Y ahora viene lo curioso: durante una mala época en que ha tenido que empeñar hasta el ankus (el bueno de Husein, nos dice O’Brian, no lo usa y sólo lo porta como signo de su oficio), el chico se dedica a hacer de encantador de serpientes y especialista en limpiar las casas de los sahibs de ofidios, que previamente ha metido él (hay que ganarse la vida). Y lleva una extraordinaria cobra blanca —“del blanco más puro, sin otra marca que los anteojos de Shiva en la caperuza”— que ha heredado de un viejo encantador que la sustrajo de una aldea de Gujarat en donde la veneraban como encarnación de un dios. Husein porta la serpiente, llamada Vakrihsna, de ojos rojos y a la que le tiene mucho aprecio, enrollada alrededor de la cintura, que ya es forma de llevar una cobra. Eso le salva la vida al chico cuando lo atacan con un cuchillo que se clava en el pobre reptil. O’Brian no había estado en la India cuando escribió la novela, pero desde luego había leído a Kipling…

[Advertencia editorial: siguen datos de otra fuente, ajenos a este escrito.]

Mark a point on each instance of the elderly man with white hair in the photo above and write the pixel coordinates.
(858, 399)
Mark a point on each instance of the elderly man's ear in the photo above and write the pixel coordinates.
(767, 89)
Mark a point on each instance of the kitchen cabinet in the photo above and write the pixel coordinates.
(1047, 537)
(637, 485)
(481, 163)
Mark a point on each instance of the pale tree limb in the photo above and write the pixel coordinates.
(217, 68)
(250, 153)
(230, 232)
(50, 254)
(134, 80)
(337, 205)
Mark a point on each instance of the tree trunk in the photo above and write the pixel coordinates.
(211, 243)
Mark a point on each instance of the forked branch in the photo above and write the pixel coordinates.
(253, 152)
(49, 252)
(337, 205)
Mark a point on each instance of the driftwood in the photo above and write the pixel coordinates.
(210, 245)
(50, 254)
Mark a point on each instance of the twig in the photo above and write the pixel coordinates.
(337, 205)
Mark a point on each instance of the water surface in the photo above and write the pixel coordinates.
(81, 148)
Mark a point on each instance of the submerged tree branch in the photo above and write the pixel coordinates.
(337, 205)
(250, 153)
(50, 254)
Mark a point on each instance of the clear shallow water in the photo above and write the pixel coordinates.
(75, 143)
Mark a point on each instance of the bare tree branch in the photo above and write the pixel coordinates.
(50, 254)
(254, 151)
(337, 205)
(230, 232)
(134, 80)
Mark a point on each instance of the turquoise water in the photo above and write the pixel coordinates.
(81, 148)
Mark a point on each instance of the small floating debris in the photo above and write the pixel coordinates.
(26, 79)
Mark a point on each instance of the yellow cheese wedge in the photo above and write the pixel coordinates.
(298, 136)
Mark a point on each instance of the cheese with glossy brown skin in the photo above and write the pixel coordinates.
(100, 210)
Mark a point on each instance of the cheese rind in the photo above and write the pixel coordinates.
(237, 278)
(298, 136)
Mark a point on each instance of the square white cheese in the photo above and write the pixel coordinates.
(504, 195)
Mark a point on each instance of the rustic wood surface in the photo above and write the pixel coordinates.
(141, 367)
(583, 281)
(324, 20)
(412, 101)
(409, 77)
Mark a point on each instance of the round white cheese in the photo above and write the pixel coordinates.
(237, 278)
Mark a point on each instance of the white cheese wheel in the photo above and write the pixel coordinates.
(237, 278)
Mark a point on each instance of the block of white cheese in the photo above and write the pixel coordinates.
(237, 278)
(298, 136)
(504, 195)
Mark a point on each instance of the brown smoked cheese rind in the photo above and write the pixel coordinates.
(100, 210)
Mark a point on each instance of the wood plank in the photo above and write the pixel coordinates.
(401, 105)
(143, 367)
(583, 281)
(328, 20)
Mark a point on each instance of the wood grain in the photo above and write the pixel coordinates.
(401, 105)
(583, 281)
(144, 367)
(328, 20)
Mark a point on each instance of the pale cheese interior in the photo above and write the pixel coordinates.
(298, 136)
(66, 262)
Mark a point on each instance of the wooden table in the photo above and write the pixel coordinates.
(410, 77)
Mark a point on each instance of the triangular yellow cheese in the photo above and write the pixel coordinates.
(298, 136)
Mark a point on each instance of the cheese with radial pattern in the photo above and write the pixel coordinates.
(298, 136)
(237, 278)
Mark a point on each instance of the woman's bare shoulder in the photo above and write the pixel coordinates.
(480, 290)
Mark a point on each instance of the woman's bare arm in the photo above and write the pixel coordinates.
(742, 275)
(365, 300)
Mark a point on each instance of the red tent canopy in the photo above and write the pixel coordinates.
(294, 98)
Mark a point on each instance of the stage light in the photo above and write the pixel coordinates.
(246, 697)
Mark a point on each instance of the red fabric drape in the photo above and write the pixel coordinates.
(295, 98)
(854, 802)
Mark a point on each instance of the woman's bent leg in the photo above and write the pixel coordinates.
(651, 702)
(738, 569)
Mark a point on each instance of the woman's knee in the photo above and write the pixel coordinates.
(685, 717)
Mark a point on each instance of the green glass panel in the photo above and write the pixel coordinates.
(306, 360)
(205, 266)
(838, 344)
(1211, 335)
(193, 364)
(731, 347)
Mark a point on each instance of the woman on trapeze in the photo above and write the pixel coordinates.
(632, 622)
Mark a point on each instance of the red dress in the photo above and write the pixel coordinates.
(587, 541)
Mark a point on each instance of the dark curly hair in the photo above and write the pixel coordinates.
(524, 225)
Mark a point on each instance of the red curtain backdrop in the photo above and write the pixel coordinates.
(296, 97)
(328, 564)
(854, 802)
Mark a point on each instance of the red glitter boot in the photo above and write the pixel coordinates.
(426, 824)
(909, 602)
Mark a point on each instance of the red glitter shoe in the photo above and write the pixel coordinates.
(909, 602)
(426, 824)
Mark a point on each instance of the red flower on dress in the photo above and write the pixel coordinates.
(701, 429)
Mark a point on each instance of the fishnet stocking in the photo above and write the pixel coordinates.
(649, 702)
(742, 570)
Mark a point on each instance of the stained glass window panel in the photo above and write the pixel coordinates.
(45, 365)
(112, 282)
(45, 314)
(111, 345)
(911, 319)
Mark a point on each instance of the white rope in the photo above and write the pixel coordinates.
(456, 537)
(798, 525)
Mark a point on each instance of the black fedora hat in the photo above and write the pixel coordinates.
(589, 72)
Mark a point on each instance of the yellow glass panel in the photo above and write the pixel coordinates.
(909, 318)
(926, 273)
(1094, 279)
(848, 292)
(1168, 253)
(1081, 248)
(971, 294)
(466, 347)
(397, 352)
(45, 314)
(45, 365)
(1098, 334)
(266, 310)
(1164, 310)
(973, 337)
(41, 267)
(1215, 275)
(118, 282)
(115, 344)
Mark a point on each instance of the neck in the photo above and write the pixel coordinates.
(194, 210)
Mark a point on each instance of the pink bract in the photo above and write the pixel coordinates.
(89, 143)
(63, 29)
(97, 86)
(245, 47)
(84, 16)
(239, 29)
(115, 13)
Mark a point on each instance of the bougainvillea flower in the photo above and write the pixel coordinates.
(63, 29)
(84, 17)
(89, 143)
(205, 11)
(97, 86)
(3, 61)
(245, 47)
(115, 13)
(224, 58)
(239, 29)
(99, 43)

Cuando me reprochan en casa que tengo demasiadas cosas (otro día les hablaré, ¿o ya lo he hecho?, de la gran araña disecada y los salacots), aferro mi viejo ankus y me refugio entre mis libros y mi serpiente mientras canto por lo bajo la Canción de la Selva: “Esta es la hora, fuerza y orgullo, garra afilada, silencio cauto”. Y me digo que un día he de visitar a la vieja Capucha Blanca, a ver cómo le va.